Dieses Buch ist ein Glücksfall. Zwischen zwei taubenblauen Buchdeckeln, auf gut hundert Seiten, findet der Leser Sprache statt Gerede, vielsagende Verse statt wortreiches Geschwätz. In der Welt der Blogger, der ,Copy-and-Paste-Literatur‘, freut man sich über Zeilen wie diese: „das gedicht / ein bedürfnis nach einem ort / stumme landschaft der zeit / ein nötiger zwischenraum / ohne abwort gottes“.

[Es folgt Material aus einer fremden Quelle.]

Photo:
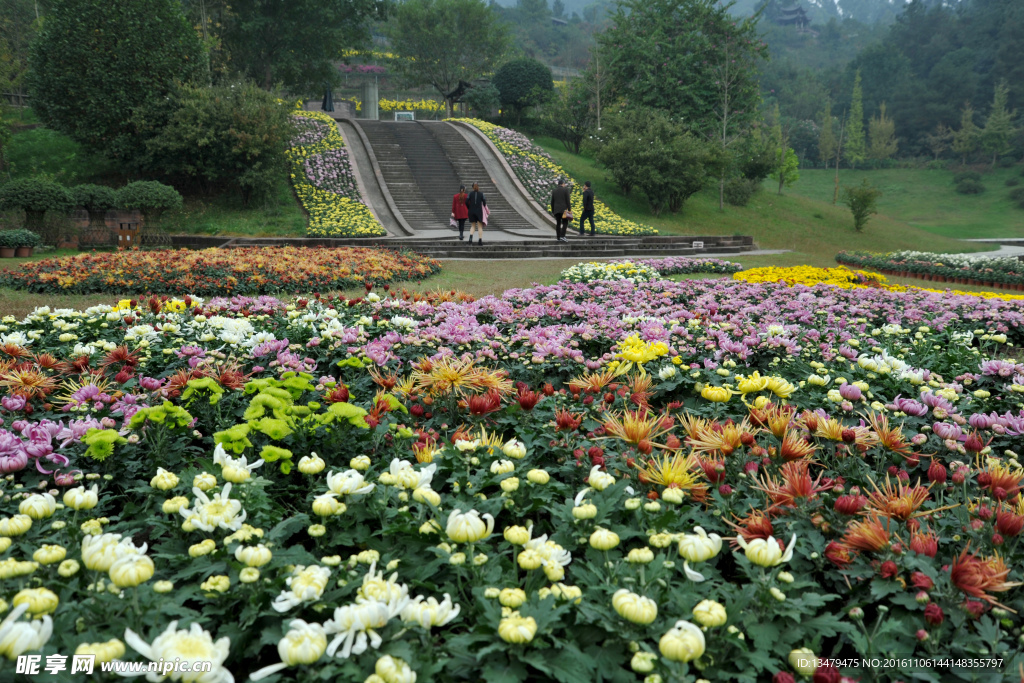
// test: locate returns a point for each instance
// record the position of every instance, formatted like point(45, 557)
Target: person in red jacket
point(459, 210)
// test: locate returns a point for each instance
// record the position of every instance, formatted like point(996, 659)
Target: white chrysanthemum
point(190, 646)
point(349, 482)
point(305, 585)
point(217, 512)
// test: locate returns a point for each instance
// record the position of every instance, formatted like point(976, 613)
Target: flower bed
point(539, 173)
point(809, 275)
point(1005, 272)
point(324, 181)
point(677, 265)
point(591, 272)
point(218, 271)
point(709, 478)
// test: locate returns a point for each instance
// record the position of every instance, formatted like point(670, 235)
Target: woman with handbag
point(459, 211)
point(561, 208)
point(474, 210)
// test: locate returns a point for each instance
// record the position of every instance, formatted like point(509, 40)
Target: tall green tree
point(94, 65)
point(569, 115)
point(522, 83)
point(998, 128)
point(294, 42)
point(442, 42)
point(691, 58)
point(785, 166)
point(855, 145)
point(826, 135)
point(882, 132)
point(968, 137)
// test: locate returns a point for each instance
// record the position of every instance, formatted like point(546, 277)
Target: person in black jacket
point(474, 207)
point(561, 203)
point(588, 208)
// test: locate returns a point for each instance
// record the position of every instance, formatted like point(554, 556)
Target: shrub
point(966, 175)
point(35, 197)
point(227, 137)
point(739, 190)
point(862, 201)
point(15, 239)
point(970, 187)
point(152, 198)
point(96, 200)
point(94, 65)
point(522, 83)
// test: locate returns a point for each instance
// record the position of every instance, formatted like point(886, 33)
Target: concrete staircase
point(471, 169)
point(416, 203)
point(597, 247)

Der Dichter, der diese Zeilen verfasste, weiß, wovon er spricht. Die iranische Heimat verließ Said 1965 als 17jähriger. Er kam nach Deutschland, um zu studieren und dem Schah-Regime zu entfliehen, und er blieb bis heute im selbstgewählten Exil, weil auch unter der Chomeini-Diktatur im Iran kein Leben als ,freier‘ Schriftsteller möglich war. Heimisch wurde Said in Deutschland, dem Gastland, dessen Staatsbürger er seit 2004 ist. Doch zur Heimat wurde ihm vor allem die deutsche Sprache, die Fremdsprache, die ihn gastlich aufnahm, wie er einmal bekannte. Seit 1981 schreibt und publiziert Said auf Deutsch, Gedichte, Prosa, Essays und Theaterstücke, und lotet – auch in seinen neuen Gedichten – die Zwischenräume zwischen Mutter- und Fremdsprache aus. Said, ein „geborener Flüchtling“, dichtet und lebt in der fremden Sprache, nimmt die Spannungen zwischen den Wörtern bewusster wahr als viele Muttersprachler.

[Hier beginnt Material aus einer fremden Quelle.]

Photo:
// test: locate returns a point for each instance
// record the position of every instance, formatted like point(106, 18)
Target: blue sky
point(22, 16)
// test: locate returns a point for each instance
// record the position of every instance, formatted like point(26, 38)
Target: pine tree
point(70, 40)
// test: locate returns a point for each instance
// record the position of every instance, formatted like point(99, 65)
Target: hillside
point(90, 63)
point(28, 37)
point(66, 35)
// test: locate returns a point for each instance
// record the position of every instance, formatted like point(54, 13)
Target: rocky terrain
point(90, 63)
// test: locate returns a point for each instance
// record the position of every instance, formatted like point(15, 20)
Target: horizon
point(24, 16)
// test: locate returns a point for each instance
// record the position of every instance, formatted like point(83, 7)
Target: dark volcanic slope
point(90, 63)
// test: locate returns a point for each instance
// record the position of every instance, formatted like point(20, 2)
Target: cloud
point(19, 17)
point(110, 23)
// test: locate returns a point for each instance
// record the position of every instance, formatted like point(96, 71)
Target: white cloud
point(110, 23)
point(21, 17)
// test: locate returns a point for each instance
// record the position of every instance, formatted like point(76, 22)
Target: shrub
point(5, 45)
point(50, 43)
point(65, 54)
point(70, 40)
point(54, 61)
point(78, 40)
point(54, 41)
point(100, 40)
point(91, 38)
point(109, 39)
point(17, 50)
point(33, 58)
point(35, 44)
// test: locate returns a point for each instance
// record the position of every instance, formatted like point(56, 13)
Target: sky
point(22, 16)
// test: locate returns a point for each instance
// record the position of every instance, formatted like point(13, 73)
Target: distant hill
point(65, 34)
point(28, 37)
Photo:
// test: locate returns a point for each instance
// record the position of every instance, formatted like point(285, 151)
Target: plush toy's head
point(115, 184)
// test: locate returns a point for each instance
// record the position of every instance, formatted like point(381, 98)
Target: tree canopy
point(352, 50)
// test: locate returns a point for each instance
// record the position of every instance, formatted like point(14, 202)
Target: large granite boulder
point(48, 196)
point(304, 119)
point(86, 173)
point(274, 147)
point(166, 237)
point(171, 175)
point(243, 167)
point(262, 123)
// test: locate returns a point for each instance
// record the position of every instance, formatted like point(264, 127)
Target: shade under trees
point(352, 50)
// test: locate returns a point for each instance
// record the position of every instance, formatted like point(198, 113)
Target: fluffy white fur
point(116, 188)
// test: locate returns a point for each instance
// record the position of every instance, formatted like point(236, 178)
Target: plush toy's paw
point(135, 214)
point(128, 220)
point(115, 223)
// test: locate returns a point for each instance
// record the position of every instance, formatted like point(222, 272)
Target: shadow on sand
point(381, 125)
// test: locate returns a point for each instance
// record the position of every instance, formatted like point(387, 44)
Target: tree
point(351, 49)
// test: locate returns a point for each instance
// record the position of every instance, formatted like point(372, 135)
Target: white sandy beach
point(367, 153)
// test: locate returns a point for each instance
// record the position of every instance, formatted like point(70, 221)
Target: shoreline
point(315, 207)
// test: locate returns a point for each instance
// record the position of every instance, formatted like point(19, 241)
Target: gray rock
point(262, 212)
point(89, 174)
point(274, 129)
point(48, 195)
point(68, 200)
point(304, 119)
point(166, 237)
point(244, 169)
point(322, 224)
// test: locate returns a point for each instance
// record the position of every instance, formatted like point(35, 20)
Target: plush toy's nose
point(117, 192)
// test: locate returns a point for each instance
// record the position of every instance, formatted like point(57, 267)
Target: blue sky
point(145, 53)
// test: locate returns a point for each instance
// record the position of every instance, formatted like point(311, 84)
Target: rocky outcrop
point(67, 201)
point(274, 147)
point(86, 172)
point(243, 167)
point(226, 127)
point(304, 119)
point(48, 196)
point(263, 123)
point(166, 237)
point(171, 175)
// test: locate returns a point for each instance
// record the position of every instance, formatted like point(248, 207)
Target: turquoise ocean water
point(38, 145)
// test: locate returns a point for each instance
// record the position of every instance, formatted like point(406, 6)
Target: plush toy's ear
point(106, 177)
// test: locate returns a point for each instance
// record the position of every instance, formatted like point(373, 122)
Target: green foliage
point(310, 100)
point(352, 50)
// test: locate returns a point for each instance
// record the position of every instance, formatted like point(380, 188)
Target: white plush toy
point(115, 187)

Nicht umsonst steht das „Wort“ im Zentrum des ersten Zyklus’, den Said „kleines inventar“ überschrieben hat; das Wort als „die verlängerung meiner hände“ und damit als Aufruf zum Handeln und zum Misstrauen. Denn der Dichter kennt den täglichen Missbrauch des Wortes, „dieser lausigen zufallshure“, wie es in einem Gedicht heißt, aus eigenen Erfahrungen, die er als Menschenrechtsbeauftragter des deutschen PEN, zuletzt als sein Präsident, sammeln konnte. So vereinen Saids Gedichte scheinbar Gegensätzliches. Sie sind engagiert und poetisch, leidenschaftlich und rational zugleich. Er betreibt keine Weltflucht, er vertraut auf die Macht der Poesie, auf das Wort, das den Täter „belauert“.

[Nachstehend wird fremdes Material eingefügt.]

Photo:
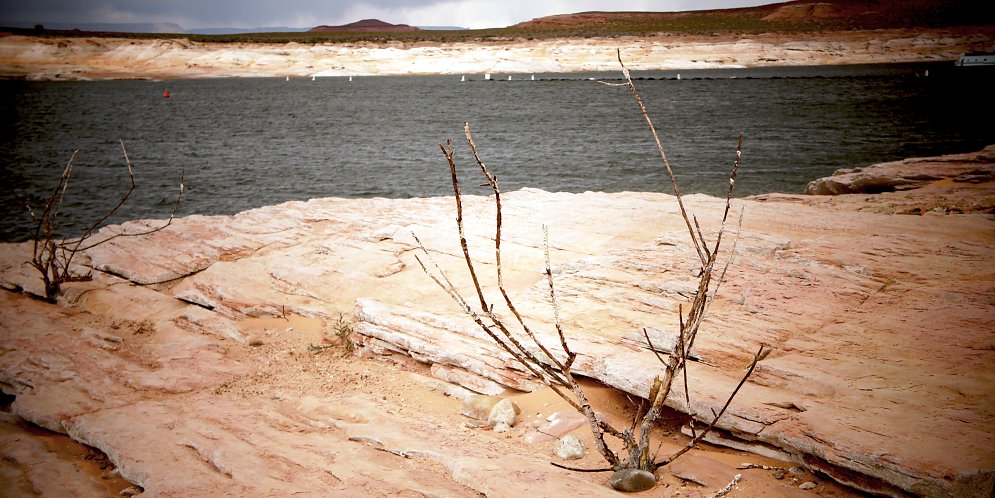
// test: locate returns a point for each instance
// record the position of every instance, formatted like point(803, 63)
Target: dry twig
point(555, 367)
point(53, 257)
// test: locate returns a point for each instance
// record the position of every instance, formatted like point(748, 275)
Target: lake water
point(245, 143)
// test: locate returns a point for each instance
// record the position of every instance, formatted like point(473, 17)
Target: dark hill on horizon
point(374, 25)
point(793, 18)
point(796, 15)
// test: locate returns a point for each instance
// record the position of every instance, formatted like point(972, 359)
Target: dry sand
point(102, 58)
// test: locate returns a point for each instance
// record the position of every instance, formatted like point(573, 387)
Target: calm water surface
point(245, 143)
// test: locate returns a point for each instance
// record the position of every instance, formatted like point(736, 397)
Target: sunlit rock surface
point(882, 324)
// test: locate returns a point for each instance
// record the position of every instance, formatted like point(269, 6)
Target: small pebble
point(632, 480)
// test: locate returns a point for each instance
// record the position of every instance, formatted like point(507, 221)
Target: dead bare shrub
point(53, 256)
point(552, 363)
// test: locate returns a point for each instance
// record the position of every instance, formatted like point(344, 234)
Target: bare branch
point(732, 484)
point(757, 358)
point(663, 156)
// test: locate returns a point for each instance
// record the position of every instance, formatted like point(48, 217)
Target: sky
point(193, 14)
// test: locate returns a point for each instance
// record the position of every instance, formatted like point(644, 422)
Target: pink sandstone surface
point(198, 358)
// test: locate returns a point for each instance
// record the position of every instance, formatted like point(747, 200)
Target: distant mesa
point(367, 25)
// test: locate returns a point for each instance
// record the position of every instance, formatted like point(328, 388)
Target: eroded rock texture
point(883, 327)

Die Möglichkeiten des Gedichts beurteilt er in seinem neuen Gedichtband, bei allem Realitätssinn, vorsichtig optimistisch: „ein wortleib / ausgeworfen / von einem anderen ufer / bewaffnet mit flitter / das gedicht ein köder / der mit der kälte flüstert / bis das licht stillsteht“. Das erinnert ein wenig an den Dichter Paul Celan, mit dem sich Said einig weiß im Glauben an die für die Gegenwart des Menschlichen zeugenden Majestät des Absurden, an das „Gegenwort“, das zugleich ein Akt der Freiheit ist.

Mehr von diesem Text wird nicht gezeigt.